When I asked around after the death of the greatest middle linebacker of all time last week, the stories flowed. It’s funny, almost, to listen to the stories of Butkus, when the rules allowed defensive players to clothesline-tackle, when there was no prohibition on helmet-to-helmet contact, when receivers could be mugged coming off the line till the pass was in the air, and to laugh. Because they sound so funny. Butkus may have been great three generations later because he could hit like he had anvils in his shoulder pads, and because he was surprisingly agile. But he wouldn’t have been as destructive, because the rules are so different today.
Now is now. Then was then. And Butkus was such a beloved figure for his effort in his 119-game career from 1965 to 1971 and, quite frankly, for his sheer brutality, even in practice. Let’s start there.
Butkus the intimidator. Dan Dierdorf’s rookie year as a St. Louis Cardinal was Butkus’ seventh, in 1971. On Dierdorf’s first day in training camp that summer, he got the day off because he’d just played in the old College All-Star Game. The Cardinals scrimmaged the Bears that day in Rensselaer, Ind.
“On the first play of the scrimmage,” Dierdorf told me, “we had a young running back who took a handoff, and Butkus nearly decapitated him. And he just yells at the kid, ‘Don’t you ever come in here again!’ But the kid was out. I mean, out. Unconscious. It was like, Dick, why are you yelling at this kid? He can’t hear you.
“Anyway, I’m thinking after that day: Maybe it wouldn’t have been so bad to be a high school gym teacher out of college after all. I don’t know if I’m cut out for the NFL if there’s a lot of guys like Dick Butkus.”
Butkus, showing it always mattered. Sept. 26, 1971, Metropolitan Stadium, Minneapolis. Bears-Vikings. In his fifth NFL game, Vikes tight end Stu Voigt lined up tight right on an extra-point attempt. Butkus, at 250, and 255 brawler Ed O’Bradovich, both of whom could have been bouncers on the wrong side of town in another life, lined up on either side of the 223-pound Voigt, across from him.

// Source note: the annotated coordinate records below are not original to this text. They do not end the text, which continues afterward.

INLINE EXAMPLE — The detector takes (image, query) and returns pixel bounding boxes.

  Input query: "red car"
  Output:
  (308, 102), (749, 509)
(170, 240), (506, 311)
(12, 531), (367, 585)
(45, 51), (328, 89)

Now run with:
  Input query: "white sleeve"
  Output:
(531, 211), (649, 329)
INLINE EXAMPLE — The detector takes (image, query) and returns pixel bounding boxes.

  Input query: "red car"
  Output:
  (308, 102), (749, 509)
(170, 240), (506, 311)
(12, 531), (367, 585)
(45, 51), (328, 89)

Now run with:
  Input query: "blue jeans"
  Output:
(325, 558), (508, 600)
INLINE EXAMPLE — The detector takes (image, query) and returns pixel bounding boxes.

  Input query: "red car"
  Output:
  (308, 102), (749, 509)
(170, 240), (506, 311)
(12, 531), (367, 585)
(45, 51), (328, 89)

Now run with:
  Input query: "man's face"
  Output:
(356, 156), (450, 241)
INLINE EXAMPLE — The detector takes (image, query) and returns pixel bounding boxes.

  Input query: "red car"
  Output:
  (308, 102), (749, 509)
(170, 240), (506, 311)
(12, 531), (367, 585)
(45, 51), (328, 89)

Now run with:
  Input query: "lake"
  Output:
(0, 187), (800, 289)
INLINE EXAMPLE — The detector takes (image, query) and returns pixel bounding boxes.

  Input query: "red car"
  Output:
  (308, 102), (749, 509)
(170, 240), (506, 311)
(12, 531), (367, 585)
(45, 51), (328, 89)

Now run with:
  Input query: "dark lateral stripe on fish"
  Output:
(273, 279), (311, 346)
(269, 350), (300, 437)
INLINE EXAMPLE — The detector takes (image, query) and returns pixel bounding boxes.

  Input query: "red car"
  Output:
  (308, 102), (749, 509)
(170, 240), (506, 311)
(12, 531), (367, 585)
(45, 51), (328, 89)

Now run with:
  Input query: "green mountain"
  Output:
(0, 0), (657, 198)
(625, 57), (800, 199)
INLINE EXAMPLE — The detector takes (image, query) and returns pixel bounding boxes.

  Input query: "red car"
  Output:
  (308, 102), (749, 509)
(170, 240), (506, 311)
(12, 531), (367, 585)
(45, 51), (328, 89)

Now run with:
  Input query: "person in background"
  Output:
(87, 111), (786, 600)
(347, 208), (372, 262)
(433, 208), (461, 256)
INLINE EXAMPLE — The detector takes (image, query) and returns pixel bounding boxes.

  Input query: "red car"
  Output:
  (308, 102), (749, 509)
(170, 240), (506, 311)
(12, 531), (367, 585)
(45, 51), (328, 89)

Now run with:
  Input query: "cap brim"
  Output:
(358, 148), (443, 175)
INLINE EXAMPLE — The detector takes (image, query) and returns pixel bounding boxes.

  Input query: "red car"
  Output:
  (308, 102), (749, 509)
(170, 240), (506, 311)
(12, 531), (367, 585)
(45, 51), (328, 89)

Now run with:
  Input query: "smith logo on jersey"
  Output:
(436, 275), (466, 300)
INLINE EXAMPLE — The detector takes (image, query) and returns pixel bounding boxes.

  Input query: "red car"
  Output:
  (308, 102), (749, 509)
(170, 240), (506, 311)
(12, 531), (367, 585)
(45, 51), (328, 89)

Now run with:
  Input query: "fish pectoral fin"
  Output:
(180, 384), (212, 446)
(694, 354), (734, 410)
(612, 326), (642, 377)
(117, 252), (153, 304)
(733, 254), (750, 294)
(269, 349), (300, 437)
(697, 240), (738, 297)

“Here are these two legends across from me,” Voigt, now 75, said Saturday night from Minnesota. “In college, I dreamed of the chance to go up against the greats like Dick Butkus and Ray Nitschke. And now it’s happening. So I look at O’Bradovich, and he’s got most of his upper plate missing. And there’s Butkus, looking like Butkus. And right before the snap, Butkus says to O’Bradovich, ‘Let’s take this guy for a ride.’ The ball’s snapped, and they didn’t care about blocking the kick—they just wanted to put a whipping on me.
“And they did.”
The Bears-Vikings rivalry was good, and full of Butkus: “One time our center, Mick Tingelhoff, comes back to the huddle and says, ‘Man, that’s ball’s slippery out there.’ Turns out it was from Butkus spitting on the ball.”
Voigt played against Butkus’ Bears four times from 1971 till Butkus’ last year in 1973. “He was not a dirty player, but he was verbally abusive. The veterans on our offense told me, ‘Forget the talk. The bark’s not going to hurt you—but the bite will.’ The unwritten rule playing the Bears was, Do not cut Dick Butkus. He was really careful with his knees, because he’d been hurt there. We had some good battles, and yes, he did hit harder than other guys. You felt it every game. He’d hit me so hard, blocking and tackling, that at the end of the games I played him, I’d think, ‘Moral victory. I survived Dick Butkus today.’”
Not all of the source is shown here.